Making a change is difficult, but with enough self-insight, and by practising new behaviours, you can change. For example, if you are mounting losses, it’s essential to acknowledge this pattern of self-destructive behaviour. How often are you making losing trades? Do you have good setups or are you trading impulsively just to feel you are doing something? Are you afraid to admit that you have a poor trading strategy? The possible explanations are endless, but whatever they are, it is vital to acknowledge them.

It’s hard to acknowledge what you are doing wrong. If you have trouble, you may want to seek the advice of a third, objective party, such as a trading coach. By working with a coach, you can admit what you are doing wrong, relieve some psychological pressure, and invoke the Observer in you. While caught up in a psychological rut, it can be hard to see ourselves from a god’s eye view. We are stuck and can’t see that in reality, we are making a few dumb mistakes, such as trading beyond our skills or trying to accomplish impossible trading feats. Stepping away from the situation helps us see things from a new perspective. Once we see things from a new perspective, we can change our mental state, and construct new, successful endings.

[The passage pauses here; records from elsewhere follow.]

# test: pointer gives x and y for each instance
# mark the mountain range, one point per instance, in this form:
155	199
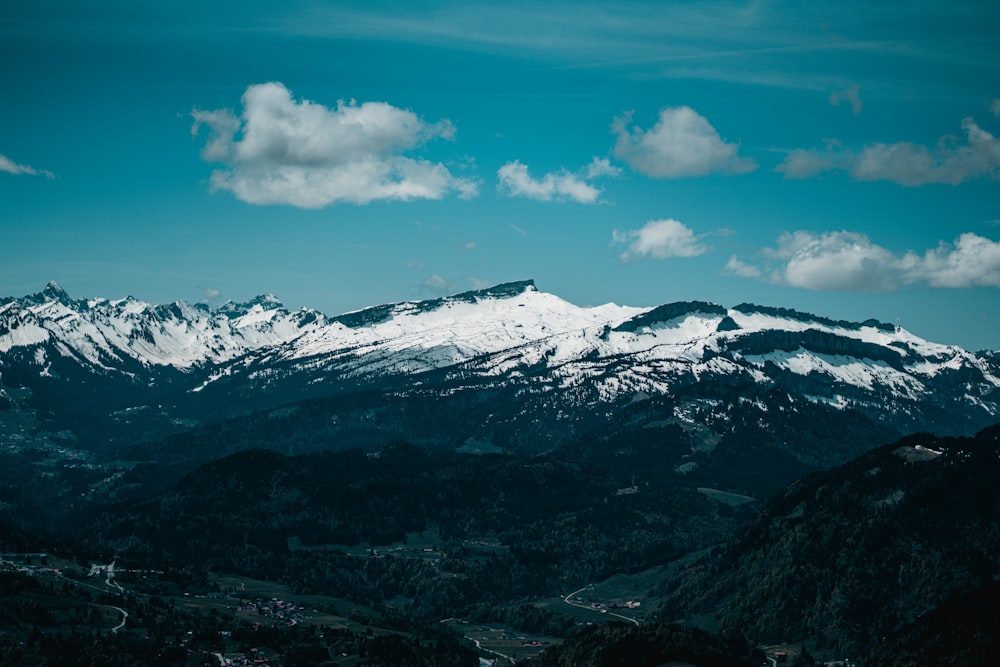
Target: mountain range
507	368
746	465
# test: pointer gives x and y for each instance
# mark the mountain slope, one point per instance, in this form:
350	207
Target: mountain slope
548	367
845	557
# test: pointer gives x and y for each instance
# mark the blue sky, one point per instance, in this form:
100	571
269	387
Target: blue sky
841	159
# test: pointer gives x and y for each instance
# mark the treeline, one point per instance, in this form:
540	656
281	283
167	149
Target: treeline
558	524
848	556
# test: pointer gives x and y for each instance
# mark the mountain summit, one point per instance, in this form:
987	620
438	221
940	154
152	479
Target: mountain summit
533	368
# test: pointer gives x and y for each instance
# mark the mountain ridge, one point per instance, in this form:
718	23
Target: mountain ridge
532	352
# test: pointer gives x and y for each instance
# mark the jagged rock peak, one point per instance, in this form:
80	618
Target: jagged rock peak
52	292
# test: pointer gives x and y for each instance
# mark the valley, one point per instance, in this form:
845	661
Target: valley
497	475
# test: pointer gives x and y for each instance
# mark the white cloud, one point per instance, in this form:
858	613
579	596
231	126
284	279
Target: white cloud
737	268
851	95
950	162
806	162
438	285
599	167
286	151
682	143
9	166
659	239
559	186
849	261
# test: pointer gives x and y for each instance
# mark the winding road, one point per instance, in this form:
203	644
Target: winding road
580	605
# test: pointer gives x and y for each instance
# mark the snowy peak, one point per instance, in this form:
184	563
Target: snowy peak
115	335
507	335
383	313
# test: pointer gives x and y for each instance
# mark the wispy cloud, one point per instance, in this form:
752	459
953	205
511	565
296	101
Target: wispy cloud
515	181
9	166
286	151
682	143
952	161
850	261
438	285
850	95
659	239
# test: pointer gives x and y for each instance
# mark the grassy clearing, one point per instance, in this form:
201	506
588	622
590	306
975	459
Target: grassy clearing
726	498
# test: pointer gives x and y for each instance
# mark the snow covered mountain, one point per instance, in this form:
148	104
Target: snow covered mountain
538	358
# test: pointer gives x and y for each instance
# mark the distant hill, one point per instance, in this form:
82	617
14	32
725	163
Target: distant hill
845	557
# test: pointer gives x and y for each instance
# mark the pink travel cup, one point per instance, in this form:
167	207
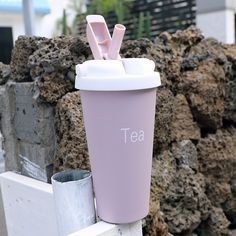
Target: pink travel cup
118	100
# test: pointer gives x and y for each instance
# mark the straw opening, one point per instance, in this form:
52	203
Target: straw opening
71	175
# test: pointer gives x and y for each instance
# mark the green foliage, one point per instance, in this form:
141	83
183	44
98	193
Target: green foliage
143	25
104	7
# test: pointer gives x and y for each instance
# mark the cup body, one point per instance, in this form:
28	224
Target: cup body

Here’s how it may work. Suppose you were making huge trades, stressing yourself out, and ending up panicking at critical moments during trades. There’s a simple solution, but many people don’t emotionally see it: trade smaller. Intellectually, they know they should trade smaller, but their ego and emotions won’t let them admit the inadequacy of their actual level of skill, so they make big trade after big trade, and mount losses.

If they saw the consistent pattern of trading beyond their skill level, they would trade smaller positions, and take home modest profits. Why don’t they do it? It is harder than it sounds. Traders want to make money, and making huge profits requires risk. Many traders can’t allow themselves to write a new happy ending to their trading exploits. They see trading the markets prudently and steadily as boring.

It will take too long to get where they want to be, and can’t see patiently working toward their goals. The rewards don’t match the effort in their minds. This kind of thinking, however, will compel you to take large, destructive risks, and in the long run, you will end up losing big. But if you acknowledge the pattern of self-destruction, the negative consequences for you, and accept more modest goals, you will increase the odds of learning how to trade profitably. So if you are stuck in a losing rut, don’t be afraid to identify what you are doing wrong. Figure out a way to trade differently, and work hard to make a change.